His hand tensed, a shock of reality in the calm warmth of reminiscience.
He couldn't feel her heat against his face, not as she sparkled in jade, nor as she danced with him above the water. Eisn dipped beneath the hard waters of Mnaeha and the summer breeze brought her higher, kept her dancing even as he tumbled down around her.
He never stopped tumbling, her flame honing him sharper than he'd been in his life. With Ael between them, hands intertwined, Naele pronounced them all foolish Allkha and primed the holo-capture. Her hands were harder, but her words were soft, and she struck Oren across the shoulder-friendly bloodshed to seal his decisions, she taunted. Mandana struck her back, and he laughed, free and crashing as Mnaeha wind and the splash of waves.
D'anna.
His chest jerked, the cold rumbling through his lungs, and his eyes parted to dim amber lights. His shoulder stung, as he lurched onto his side, rolling away from the crushing sensation grinding down against him. His lungs sloshed, drier than he remembered, and he swallowed hard. Fingers parted, moved, and he drew them up across the table.
Dead?
His eyes searched the halflight, ears twisted the silence into a cacophany of nothingness.

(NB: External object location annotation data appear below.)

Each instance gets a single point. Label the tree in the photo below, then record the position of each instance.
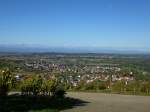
(6, 81)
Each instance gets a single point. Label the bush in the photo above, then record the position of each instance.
(6, 82)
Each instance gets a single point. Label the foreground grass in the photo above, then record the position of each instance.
(18, 103)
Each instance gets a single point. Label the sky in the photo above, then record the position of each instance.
(76, 23)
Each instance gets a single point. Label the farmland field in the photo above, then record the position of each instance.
(98, 102)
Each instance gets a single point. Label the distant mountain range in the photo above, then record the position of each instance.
(26, 49)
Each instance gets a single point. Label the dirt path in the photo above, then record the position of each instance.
(99, 102)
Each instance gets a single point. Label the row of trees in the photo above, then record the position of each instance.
(133, 87)
(31, 85)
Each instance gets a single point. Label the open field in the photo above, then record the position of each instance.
(99, 102)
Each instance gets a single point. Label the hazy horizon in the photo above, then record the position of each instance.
(111, 24)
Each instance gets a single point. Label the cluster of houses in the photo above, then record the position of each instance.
(89, 73)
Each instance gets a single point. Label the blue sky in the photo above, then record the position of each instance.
(76, 23)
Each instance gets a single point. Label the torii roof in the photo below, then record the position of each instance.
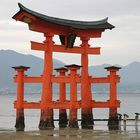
(84, 25)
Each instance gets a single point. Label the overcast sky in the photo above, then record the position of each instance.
(118, 46)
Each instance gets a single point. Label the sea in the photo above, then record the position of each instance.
(130, 104)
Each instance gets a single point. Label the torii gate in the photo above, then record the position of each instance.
(67, 30)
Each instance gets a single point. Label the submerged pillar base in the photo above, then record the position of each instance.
(113, 123)
(46, 119)
(87, 119)
(20, 125)
(73, 122)
(63, 119)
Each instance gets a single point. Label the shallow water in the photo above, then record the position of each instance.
(129, 104)
(72, 134)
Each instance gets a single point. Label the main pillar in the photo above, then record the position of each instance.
(73, 123)
(113, 121)
(86, 97)
(20, 125)
(62, 98)
(46, 119)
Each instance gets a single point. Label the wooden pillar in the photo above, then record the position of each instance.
(113, 116)
(62, 98)
(20, 125)
(86, 98)
(46, 119)
(73, 123)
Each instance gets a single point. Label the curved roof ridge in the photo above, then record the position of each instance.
(67, 22)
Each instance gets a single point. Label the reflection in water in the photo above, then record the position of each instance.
(70, 134)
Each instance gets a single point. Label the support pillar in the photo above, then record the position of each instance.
(86, 97)
(20, 125)
(46, 118)
(113, 121)
(62, 98)
(73, 123)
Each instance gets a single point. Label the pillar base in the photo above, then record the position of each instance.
(73, 124)
(87, 119)
(20, 125)
(63, 119)
(113, 123)
(46, 119)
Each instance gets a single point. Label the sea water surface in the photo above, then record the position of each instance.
(130, 103)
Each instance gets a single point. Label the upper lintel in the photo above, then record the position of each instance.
(83, 25)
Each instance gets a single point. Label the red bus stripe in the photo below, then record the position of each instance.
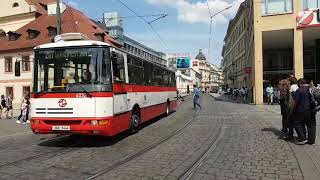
(117, 88)
(121, 88)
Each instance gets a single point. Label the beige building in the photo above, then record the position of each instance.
(16, 13)
(209, 73)
(269, 40)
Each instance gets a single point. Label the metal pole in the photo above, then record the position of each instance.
(58, 18)
(211, 19)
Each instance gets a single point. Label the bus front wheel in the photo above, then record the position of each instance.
(134, 123)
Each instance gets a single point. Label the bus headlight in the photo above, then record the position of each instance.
(35, 122)
(103, 122)
(94, 122)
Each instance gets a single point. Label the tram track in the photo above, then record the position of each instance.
(191, 169)
(187, 174)
(55, 153)
(144, 150)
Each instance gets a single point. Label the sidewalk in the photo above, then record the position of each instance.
(9, 128)
(308, 156)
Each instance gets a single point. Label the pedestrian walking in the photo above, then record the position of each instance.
(270, 91)
(315, 107)
(243, 93)
(196, 96)
(3, 106)
(9, 106)
(301, 110)
(284, 87)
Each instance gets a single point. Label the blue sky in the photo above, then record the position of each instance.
(184, 30)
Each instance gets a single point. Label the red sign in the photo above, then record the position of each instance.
(308, 18)
(247, 70)
(62, 103)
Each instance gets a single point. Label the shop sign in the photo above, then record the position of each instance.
(308, 18)
(247, 70)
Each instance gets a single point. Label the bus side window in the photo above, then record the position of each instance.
(118, 68)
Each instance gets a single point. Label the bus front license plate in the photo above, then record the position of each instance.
(61, 128)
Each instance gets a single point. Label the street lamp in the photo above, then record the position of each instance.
(211, 18)
(58, 18)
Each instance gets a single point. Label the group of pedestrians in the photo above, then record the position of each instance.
(24, 110)
(6, 107)
(299, 105)
(238, 95)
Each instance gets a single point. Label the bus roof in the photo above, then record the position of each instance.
(72, 44)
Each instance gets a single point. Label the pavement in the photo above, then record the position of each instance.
(222, 140)
(308, 156)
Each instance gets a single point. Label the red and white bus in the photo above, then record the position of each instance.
(88, 87)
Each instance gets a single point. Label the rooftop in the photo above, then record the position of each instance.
(72, 21)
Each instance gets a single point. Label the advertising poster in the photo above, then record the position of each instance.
(183, 62)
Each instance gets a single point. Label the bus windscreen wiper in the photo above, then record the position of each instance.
(87, 93)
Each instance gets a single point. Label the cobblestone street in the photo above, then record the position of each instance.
(222, 140)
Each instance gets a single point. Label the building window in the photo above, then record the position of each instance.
(26, 91)
(32, 33)
(52, 31)
(276, 6)
(15, 5)
(13, 36)
(8, 64)
(25, 63)
(9, 91)
(100, 37)
(2, 34)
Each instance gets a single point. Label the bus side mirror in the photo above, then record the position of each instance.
(17, 68)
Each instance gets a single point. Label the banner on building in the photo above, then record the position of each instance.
(183, 62)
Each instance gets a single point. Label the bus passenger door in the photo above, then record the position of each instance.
(120, 100)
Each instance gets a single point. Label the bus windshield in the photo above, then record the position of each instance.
(72, 70)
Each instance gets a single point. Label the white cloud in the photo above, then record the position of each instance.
(198, 12)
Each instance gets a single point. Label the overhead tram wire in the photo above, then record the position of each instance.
(211, 20)
(149, 23)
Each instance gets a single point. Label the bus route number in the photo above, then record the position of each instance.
(81, 95)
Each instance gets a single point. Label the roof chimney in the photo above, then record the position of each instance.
(52, 8)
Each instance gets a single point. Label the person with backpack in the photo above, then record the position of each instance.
(24, 113)
(301, 110)
(270, 91)
(315, 107)
(9, 107)
(196, 96)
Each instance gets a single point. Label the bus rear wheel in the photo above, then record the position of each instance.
(134, 123)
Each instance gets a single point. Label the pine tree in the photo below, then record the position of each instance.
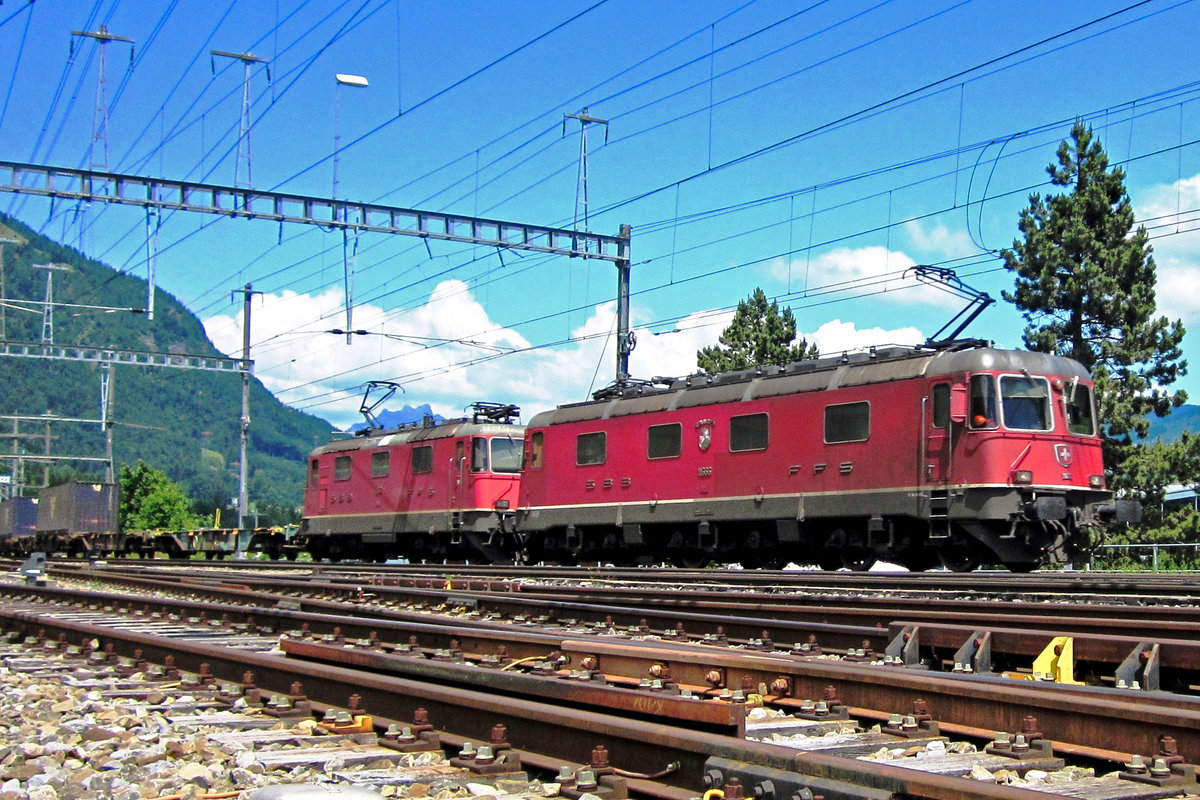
(153, 501)
(1085, 284)
(757, 336)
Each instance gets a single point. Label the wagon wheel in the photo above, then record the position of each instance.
(958, 558)
(859, 559)
(690, 558)
(829, 559)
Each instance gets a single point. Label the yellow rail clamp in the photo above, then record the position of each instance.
(363, 723)
(1057, 661)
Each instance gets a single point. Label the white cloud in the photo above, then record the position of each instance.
(305, 366)
(940, 240)
(1175, 253)
(837, 336)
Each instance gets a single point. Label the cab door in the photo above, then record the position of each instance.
(937, 461)
(935, 470)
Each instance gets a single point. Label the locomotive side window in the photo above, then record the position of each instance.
(983, 402)
(941, 405)
(537, 450)
(748, 432)
(664, 440)
(591, 449)
(1079, 410)
(507, 453)
(847, 422)
(423, 459)
(1025, 402)
(479, 455)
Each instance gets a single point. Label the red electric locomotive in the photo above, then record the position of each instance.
(964, 455)
(444, 489)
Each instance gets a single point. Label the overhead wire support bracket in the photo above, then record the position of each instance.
(253, 204)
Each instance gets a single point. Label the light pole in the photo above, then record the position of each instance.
(341, 79)
(348, 257)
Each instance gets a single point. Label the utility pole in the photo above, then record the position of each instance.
(100, 115)
(349, 250)
(4, 296)
(581, 184)
(48, 306)
(246, 59)
(106, 417)
(246, 367)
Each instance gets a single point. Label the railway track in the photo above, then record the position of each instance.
(681, 687)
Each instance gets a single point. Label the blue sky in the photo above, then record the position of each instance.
(815, 149)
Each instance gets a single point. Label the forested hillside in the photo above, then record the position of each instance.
(184, 422)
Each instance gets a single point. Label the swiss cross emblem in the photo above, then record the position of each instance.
(1062, 452)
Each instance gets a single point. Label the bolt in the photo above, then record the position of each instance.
(1137, 764)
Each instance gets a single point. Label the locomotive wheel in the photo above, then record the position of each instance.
(829, 559)
(690, 558)
(958, 558)
(859, 559)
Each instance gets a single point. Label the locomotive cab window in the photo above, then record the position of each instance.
(1080, 417)
(423, 459)
(847, 422)
(537, 450)
(664, 440)
(479, 455)
(591, 449)
(941, 405)
(983, 402)
(748, 432)
(1025, 402)
(507, 453)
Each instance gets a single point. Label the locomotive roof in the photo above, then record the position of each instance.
(417, 434)
(879, 366)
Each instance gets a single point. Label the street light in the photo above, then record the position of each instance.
(342, 79)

His mind ticked back and a blank face carded across his vision--Pae'Oren. The dreams had crowded his throat and breath slowly shuddered out of him again. The pain in his chest was digging, twisting--Spock.
“Spock.” The word ground metallic against the walls, it tumbled like gravel and sand away from him as he pushed himself up on weary arms. His legs were hard as he slung them over the table, they clattered loud as he rose. His weight rocked, sent him forward against the wall, and his teeth shone sharp as he bore them. He drew breath to shout, to pour rage and green through the void in his throat, but his lungs seared and contracted against him. He coughed hard, slung against the wall like a dead weight, and forced himself away, to the cracked comm panel beside the bed.
“Ayel,” Nero hissed as his palm blindly depressed the speakers. The walls cracked with his voice, sputtered half static as the doors echoed it. “Hallh'na!”